No worries, the order was not important.
A) there is a big difference between "cant stand" and "wouldn't normally go out of your way to know". You get involve because you like the activity, and if you like it enough, you might learn a little about how to get on with those who are outside your normal comfort zone. I;m not even saying far outside your norm, just a little.
There certainly is a difference. However, that doesn't change the fact that every now and then you have to interact with both of those groups, at least to some extent. Be it a prospective bully, a boring neighbour or an intrusive classmate, you will run into situations like that. Then you indeed use social skills and thus develop them.
B) people DO make this judgement from afar, by colour, gender, other physical characteristics, clothing styles, et alli.

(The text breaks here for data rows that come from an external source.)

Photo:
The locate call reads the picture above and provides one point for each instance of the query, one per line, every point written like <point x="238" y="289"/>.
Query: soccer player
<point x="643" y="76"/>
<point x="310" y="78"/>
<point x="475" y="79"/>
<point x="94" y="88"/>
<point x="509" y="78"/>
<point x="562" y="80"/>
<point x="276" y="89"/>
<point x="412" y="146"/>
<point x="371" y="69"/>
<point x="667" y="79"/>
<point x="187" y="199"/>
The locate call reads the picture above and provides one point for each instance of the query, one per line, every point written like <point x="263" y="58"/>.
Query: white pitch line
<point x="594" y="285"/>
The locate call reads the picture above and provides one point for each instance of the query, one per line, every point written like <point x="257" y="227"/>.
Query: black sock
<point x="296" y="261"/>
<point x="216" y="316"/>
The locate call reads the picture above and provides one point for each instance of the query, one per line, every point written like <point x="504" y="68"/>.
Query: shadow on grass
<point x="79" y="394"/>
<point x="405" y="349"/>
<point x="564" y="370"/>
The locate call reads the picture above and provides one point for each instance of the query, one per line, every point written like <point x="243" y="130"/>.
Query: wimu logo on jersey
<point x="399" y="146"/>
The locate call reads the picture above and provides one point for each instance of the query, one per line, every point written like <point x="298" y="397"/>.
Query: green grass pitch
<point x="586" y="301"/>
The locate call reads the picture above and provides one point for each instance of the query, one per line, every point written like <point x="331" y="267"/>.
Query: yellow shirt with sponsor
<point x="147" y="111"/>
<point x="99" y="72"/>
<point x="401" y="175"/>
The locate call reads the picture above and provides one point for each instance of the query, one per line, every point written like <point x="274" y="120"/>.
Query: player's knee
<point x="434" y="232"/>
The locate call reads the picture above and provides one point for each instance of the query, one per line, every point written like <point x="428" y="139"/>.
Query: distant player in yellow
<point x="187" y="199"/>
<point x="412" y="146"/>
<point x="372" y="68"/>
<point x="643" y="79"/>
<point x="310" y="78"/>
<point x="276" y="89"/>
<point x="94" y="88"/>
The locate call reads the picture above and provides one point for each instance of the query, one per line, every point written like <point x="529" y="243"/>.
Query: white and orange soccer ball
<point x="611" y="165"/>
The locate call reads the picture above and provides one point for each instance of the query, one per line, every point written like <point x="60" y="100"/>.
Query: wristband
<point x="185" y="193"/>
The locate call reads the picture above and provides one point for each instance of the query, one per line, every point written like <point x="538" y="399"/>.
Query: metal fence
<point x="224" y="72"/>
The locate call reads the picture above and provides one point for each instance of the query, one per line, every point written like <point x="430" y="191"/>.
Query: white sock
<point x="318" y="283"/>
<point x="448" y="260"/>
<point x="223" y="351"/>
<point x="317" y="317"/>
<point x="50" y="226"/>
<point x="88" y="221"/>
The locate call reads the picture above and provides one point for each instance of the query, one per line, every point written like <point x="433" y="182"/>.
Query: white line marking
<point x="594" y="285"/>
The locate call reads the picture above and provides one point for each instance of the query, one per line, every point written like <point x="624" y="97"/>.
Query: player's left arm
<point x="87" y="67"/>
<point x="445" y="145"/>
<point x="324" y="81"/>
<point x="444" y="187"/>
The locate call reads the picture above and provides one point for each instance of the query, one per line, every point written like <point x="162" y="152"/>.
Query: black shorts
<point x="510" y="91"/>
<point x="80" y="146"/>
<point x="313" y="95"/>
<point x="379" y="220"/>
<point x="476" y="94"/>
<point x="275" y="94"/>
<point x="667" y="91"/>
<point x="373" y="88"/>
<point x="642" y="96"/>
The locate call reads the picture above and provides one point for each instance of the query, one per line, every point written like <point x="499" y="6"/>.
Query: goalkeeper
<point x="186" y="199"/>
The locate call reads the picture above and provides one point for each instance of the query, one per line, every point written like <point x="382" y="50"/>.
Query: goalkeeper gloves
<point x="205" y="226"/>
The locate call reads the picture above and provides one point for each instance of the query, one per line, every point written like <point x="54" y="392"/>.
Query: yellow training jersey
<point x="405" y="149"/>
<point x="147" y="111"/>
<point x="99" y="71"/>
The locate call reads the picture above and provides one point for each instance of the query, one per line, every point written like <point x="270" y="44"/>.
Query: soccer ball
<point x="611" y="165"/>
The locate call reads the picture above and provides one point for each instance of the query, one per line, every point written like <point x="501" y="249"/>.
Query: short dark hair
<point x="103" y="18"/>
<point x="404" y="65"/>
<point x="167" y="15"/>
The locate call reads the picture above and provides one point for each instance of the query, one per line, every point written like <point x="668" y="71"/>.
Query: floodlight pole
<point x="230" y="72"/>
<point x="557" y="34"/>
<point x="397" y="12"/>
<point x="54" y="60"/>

C) there was some group work in school, but as you go up in grade, it becomes less and less prevalent, and that's the time you're really starting to notice the differences in backgrounds between you and your peers. And when doing group-work with those outside your comfort zone it was done with a begrudging, uncomfortable silence. You do the work, you get it done, you don't talk beyond that, unless you would've talked to that person normally. I was in groups many times, but I was rarely in the group.
Certainly they make preliminary judgements like that, it cannot be avoided. However, consistently acquiring even remotely accurate and reliable profiles of people with no social interaction is not realistic.
We had groupworks pretty consitently throughout my school life until I started university where group projects are few and far between. Even if you are outside your comfort zone, you use your social abilities. Discussing the project, giving the floor to other members of the group, agreeing upon who does what and respecting the opinions of others are all social skills you utilise in those situations.
Actually, I was excellent at that. As was everyone else in my school. How many of the people in you school did you actually socialize with? How many of them could you actually have said you know what their goals were, how they felt about things? That is when socialization comes into play.
Our average class size was something like 20, slightly higher in high school (although most of the times different people had different classes, it was a weird system) and I usually knew where everyone lived, had an idea what their parents did for a living, and what their general interests were. The last category was hard to keep up with when we were younger, but in high school I knew those quite well too. I am pretty sure I know what every single one of my old high school classmates are still doing.
In any case, even in high school the group projects were common. Moreover, all manner of parties and hobbies pretty much forced me to interact with a lot of people towards whom I was indifferent. I suppose one reason for that is that even if you feel indifferent or worse about someone, it doesn't mean the feeling is mutual.
We probably ought to either drag the discussion out of this thread or just call it quits.